I think I got this. I can't think of a less difficult way.
To get at least 14 questions right, Beavis has to get 14, 15, 16, 17, 18 or 20 questions right. He can't get 19 questions right because getting 19 of 20 right means the 20th question must be right.
There are 20! different ways to arrange the 20 unique answers. 20!=20*19*18*...*3*2*1=a huge number, approximately 2.4 million times a trillion. Only one of those ways results in getting all 20 questions right.
To get 18 right and 2 wrong, two of the answers must be switched (e.g. switch the correct answers for #7 and #15 and he will get two wrong). There are 20 choose 2 ways to do this. 20 choose 2 is 20!/(18!*2!) = 20*19/2 = 190 ways.
Next, to get 17 right and 3 wrong, three answers must be switched around to be incorrect. This is where it starts to get difficult. Let's say that we have correct answers 1,2,3. There are 3!=6 ways to arrange 1,2,3 (i.e. 1,2,3; 1,3,2; 2,1,3; 2,3,1; 3,1,2; 3,2,1). But of those 6 ways, 4 of them contain correct answers. 1,2,3 is all correct. 1,3,2 is correct for 1. 2,1,3 is correct for 3. 3,2,1 is correct for 2. Only 2,3,1 and 3,1,2 are all wrong.

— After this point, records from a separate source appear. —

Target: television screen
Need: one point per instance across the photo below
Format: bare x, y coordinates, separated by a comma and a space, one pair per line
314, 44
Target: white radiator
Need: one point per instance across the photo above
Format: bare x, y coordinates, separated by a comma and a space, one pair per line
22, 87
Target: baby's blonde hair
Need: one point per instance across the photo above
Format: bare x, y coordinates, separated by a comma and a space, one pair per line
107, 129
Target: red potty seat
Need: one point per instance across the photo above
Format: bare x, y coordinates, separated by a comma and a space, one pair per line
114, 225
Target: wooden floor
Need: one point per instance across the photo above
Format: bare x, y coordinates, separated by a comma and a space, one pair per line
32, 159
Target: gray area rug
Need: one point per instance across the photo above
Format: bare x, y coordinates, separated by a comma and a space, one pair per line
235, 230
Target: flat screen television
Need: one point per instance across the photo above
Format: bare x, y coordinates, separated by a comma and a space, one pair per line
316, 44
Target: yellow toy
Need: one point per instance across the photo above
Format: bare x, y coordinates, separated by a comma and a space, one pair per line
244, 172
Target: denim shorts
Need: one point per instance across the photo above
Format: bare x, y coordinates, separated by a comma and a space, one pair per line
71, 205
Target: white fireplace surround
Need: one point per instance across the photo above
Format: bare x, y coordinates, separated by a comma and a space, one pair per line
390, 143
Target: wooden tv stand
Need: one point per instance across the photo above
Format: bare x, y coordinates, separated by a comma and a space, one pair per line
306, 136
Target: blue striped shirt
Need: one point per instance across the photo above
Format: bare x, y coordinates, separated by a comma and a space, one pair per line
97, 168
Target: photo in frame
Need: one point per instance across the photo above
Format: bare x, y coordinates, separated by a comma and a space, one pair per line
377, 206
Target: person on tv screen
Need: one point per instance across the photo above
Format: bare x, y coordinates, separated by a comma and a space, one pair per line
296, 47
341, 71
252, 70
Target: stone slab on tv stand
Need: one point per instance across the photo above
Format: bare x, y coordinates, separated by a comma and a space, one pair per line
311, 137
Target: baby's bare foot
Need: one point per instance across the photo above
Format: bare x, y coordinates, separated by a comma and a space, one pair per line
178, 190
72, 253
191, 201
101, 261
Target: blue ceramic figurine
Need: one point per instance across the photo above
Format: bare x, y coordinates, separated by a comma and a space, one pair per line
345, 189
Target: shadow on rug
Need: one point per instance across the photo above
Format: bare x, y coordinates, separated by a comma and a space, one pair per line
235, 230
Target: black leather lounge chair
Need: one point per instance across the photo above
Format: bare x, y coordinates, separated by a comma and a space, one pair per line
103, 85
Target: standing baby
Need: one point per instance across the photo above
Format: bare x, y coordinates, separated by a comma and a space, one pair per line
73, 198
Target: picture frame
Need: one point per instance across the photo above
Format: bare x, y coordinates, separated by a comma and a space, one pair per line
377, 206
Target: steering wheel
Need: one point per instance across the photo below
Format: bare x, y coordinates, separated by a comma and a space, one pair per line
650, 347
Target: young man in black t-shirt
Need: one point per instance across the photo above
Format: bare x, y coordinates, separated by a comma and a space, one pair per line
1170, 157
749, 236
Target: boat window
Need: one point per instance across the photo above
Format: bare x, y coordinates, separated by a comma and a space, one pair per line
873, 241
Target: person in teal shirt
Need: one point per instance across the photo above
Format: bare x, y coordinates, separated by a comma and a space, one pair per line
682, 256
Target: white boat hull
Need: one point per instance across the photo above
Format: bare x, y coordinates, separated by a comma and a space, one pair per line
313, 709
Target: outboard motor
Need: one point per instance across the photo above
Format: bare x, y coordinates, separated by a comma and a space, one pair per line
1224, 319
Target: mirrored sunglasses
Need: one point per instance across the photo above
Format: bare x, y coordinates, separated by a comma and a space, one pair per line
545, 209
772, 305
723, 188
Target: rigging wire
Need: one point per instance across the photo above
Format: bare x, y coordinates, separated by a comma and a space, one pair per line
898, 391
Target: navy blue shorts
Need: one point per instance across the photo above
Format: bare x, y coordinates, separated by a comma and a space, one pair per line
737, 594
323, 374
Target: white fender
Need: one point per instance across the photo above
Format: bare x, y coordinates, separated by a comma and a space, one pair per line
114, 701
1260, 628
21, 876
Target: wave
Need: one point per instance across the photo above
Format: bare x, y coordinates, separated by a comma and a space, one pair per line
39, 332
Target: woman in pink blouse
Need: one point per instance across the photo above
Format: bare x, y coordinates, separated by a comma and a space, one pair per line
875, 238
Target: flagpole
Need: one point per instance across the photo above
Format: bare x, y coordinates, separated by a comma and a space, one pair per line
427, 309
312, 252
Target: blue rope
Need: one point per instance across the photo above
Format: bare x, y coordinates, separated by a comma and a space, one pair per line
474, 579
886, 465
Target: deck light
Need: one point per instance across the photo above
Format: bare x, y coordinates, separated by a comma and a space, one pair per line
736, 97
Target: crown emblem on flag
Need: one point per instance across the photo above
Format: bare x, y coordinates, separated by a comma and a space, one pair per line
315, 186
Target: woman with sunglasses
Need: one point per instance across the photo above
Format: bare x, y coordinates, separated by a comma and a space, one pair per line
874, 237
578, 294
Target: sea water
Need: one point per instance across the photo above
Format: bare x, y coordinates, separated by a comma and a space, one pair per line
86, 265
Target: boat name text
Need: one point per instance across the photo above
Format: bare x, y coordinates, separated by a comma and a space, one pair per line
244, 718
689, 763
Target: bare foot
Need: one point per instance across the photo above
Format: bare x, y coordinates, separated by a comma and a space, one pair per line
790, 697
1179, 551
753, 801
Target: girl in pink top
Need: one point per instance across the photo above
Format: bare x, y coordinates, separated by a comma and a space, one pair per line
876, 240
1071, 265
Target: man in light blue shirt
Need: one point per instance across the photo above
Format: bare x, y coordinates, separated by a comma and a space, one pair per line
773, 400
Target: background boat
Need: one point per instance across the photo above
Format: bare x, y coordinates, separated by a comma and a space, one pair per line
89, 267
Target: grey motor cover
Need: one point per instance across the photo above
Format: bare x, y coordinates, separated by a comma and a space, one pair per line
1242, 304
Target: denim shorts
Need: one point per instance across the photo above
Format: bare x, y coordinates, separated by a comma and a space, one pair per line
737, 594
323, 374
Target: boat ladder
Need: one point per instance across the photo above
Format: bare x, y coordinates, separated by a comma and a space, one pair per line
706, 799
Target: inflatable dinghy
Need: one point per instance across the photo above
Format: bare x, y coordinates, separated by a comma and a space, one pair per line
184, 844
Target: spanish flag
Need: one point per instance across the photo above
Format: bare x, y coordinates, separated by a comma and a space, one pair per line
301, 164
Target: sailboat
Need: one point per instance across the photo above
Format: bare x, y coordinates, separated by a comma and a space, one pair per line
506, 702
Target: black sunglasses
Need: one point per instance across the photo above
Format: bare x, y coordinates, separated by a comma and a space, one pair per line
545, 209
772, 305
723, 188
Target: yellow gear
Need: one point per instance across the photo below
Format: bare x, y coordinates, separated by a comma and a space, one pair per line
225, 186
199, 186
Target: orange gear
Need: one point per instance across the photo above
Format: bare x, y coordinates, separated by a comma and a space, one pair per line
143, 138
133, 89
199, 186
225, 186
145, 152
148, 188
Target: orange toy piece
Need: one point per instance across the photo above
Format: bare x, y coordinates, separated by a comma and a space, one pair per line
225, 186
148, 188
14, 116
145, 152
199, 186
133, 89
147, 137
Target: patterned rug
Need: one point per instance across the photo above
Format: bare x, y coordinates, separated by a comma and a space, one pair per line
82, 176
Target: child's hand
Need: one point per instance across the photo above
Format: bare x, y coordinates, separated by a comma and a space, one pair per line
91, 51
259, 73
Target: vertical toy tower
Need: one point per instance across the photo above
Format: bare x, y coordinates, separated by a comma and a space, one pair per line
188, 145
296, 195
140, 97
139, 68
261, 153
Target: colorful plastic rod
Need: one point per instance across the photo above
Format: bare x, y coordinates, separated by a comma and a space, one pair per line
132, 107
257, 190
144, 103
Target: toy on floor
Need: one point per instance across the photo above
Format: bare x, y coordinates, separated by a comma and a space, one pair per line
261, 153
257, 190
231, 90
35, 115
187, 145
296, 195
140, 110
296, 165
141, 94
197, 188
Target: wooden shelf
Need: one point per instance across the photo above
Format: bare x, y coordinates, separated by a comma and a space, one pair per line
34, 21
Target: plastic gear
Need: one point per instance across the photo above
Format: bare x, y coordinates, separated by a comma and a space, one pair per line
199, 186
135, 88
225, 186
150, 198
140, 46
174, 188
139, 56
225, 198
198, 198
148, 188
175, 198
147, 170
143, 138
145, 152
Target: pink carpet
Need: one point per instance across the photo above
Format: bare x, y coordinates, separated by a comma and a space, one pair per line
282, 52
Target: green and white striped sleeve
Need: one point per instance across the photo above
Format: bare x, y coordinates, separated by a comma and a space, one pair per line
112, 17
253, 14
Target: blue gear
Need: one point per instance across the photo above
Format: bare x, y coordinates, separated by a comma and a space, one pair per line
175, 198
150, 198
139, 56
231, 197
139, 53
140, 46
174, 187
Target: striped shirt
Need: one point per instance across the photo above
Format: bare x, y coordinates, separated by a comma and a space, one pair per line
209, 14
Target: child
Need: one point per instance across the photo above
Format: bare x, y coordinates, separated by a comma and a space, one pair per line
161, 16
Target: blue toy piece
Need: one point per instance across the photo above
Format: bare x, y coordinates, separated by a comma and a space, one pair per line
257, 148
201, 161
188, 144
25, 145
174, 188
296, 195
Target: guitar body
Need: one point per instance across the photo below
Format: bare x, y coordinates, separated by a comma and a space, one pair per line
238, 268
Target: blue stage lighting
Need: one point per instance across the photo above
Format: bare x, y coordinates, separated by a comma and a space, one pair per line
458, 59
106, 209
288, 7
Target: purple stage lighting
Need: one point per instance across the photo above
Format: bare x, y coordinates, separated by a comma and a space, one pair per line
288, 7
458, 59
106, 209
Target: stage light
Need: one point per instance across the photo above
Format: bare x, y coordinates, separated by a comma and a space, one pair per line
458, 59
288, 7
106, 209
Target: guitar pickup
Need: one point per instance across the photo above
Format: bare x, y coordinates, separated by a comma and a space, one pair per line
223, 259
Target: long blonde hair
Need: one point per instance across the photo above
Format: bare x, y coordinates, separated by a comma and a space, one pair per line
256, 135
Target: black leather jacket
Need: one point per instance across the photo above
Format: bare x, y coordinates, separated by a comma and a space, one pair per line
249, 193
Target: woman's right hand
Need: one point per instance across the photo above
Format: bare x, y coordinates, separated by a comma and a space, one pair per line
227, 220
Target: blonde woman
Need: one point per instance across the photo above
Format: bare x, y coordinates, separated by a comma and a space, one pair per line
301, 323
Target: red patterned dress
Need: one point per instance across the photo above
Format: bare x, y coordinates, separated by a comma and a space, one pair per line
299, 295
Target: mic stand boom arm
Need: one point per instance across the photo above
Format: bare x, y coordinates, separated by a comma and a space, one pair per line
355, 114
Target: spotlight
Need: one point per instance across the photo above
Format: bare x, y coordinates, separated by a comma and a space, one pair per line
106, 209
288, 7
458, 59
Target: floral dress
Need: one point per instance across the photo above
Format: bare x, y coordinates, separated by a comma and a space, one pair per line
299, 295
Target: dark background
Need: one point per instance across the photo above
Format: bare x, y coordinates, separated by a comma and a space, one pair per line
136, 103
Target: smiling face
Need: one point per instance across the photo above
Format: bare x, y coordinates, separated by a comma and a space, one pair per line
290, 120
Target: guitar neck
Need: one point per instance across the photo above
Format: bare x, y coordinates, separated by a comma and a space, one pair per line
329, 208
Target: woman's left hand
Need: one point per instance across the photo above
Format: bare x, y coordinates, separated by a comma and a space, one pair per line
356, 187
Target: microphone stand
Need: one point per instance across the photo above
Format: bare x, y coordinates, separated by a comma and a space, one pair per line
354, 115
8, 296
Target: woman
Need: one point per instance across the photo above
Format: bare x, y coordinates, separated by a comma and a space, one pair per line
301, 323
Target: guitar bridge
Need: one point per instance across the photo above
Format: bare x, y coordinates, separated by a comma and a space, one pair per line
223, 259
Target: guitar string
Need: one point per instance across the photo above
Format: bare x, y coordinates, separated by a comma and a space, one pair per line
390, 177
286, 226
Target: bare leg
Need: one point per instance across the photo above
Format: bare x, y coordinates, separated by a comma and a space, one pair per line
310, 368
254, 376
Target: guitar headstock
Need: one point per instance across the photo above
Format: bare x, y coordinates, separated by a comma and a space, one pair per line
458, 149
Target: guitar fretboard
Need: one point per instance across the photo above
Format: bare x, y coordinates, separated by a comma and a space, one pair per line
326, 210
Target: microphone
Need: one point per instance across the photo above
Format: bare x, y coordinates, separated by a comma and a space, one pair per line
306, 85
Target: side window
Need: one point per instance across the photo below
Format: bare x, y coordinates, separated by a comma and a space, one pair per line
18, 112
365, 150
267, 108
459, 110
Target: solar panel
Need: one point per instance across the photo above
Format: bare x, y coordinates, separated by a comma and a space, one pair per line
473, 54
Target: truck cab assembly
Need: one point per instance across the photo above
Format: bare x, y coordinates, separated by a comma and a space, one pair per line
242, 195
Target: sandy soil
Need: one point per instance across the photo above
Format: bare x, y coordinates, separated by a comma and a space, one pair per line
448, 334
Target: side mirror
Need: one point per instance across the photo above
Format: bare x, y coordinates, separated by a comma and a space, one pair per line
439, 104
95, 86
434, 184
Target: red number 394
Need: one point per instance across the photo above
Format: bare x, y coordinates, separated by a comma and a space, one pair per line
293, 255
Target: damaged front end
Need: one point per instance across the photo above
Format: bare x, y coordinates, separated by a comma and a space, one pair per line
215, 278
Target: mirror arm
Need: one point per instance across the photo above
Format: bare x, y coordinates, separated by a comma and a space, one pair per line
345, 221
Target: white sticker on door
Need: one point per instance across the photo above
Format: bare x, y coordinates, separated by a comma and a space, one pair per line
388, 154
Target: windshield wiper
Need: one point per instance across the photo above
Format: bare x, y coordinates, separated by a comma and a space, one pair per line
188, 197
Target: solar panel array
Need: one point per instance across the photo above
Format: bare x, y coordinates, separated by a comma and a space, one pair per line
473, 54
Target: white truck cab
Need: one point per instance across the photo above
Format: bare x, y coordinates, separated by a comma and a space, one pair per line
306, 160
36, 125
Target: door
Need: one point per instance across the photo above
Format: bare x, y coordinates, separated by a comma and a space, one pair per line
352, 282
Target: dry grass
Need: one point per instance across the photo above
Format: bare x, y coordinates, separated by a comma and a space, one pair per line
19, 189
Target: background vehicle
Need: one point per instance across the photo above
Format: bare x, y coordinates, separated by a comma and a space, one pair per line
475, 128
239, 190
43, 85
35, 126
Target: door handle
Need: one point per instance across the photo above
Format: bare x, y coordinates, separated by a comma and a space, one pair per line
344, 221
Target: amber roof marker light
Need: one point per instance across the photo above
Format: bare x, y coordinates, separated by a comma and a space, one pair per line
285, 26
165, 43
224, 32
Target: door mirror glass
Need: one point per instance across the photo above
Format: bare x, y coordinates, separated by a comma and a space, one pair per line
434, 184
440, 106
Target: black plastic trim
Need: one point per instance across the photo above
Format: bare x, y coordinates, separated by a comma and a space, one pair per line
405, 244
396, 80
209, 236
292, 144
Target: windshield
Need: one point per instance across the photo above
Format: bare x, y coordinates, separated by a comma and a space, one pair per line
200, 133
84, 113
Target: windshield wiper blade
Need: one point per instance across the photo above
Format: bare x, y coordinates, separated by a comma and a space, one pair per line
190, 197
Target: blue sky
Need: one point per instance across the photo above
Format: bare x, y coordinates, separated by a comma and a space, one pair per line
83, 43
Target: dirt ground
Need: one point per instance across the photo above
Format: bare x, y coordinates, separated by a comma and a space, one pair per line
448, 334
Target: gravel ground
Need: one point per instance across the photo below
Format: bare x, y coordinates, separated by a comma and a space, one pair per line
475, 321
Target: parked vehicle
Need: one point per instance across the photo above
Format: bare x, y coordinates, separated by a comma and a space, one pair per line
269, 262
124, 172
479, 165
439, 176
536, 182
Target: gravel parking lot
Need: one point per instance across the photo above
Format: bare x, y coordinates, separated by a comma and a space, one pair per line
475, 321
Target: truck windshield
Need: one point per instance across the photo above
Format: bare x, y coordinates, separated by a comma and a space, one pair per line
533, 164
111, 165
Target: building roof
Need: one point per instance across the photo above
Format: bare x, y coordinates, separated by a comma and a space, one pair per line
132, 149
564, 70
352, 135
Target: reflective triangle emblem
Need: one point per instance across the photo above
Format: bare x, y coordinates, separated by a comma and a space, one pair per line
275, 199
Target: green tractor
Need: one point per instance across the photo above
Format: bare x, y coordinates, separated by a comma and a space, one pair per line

There are 20 choose 3 ways to pick 3 of 20 unique items, each of which has 2 ways within it to arrange the wrong answers. So we have 20!/(17!*3!) * 2 = 1140 ways to get 17 right and 3 wrong.
To get 16 right and 4 wrong, four right answers must be switched around and all four stay wrong. Rather than count them, I figured it out this way:
There are 4! ways to arrange 4 unique answers. Of the 4!=24 ways, 1 is all four correct. Getting 3 correct and 1 wrong is not possible, because if you got 3 correct of 4, then you've got all 4. Getting 2 correct and 2 wrong has 4 choose 2 = 4!/(2!*2!) = 6 ways. Of the 2 wrong ways, there is only one way to arrange them. Finally, to get 1 correct and 3 wrong, there are 4 choices for right and for each one, 2 ways to arrange the other 3 wrong answers (total 4*2=8). This totals 1+6+8=15. Of all 24 ways to arrange 4 unique answers, 15 of them include at least one correct answer, leaving us with 24-15=9 ways to arrange four unique answers that are all wrong.
I manually counted 24 ways and identified 9 to make sure this is correct. At first I got 10 and then I found a mistake, so it is 9.
There are 20 choose 4 ways to pick 4 unique items of 20 (i.e. the four wrong answers), each of which has 9 different ways to arrange them, for a total of 20!/(16!*4!) * 9 = 43,605.
For 15 right and 5 wrong, the same calculation goes: 20 choose 5 = 15,504. Of the 5 answers we want to be incorrect, there are 5!=120 ways to arrange 5 unique items, but some of those will be correct which we do not want to count. Of those 120, 1 is all five correct. 4 of 5 is not possible. 3 right and 2 wrong is 5 choose 3 = 10. 2 right and 3 wrong is 5 choose 2 times 2 (the second 2 being how many ways can you arrange 3 wrong answers), which is 20. 1 right is 5 ways, each of which has 9 ways to arrange the 4 wrong answers, which is 5*9=45 (we just calculated the 9 above). The total is 1+10+20+45=76. 120-76=44. For each of the 20 choose 5 = 15,504, there are 44 ways to arrange the 5 to be wrong, for a total of 15504*44=682,176.
Lastly, we have 14 right and 6 wrong. In my Excel sheet, I typed in the formula =FACT(6)-1-FACT(6)/(FACT(4)*FACT(2))-FACT(6)/(FACT(3)*FACT(3))*2-FACT(6)/(FACT(4)*FACT(2))*9-6*44
which is 265
20 choose 6 times 265 is 10271400.
The total number of ways to arrange 20 unique answers and get 0 wrong, 2 wrong, 3 wrong, 4 wrong, 5 wrong, or 6 wrong is 1+190+2280+43605+682176+10271400=10999652.
While this number may seem big, it's a tiny fraction of 20 factorial. 10999652/20! = 4.52E-12, or 1 in 221 billion. Wow!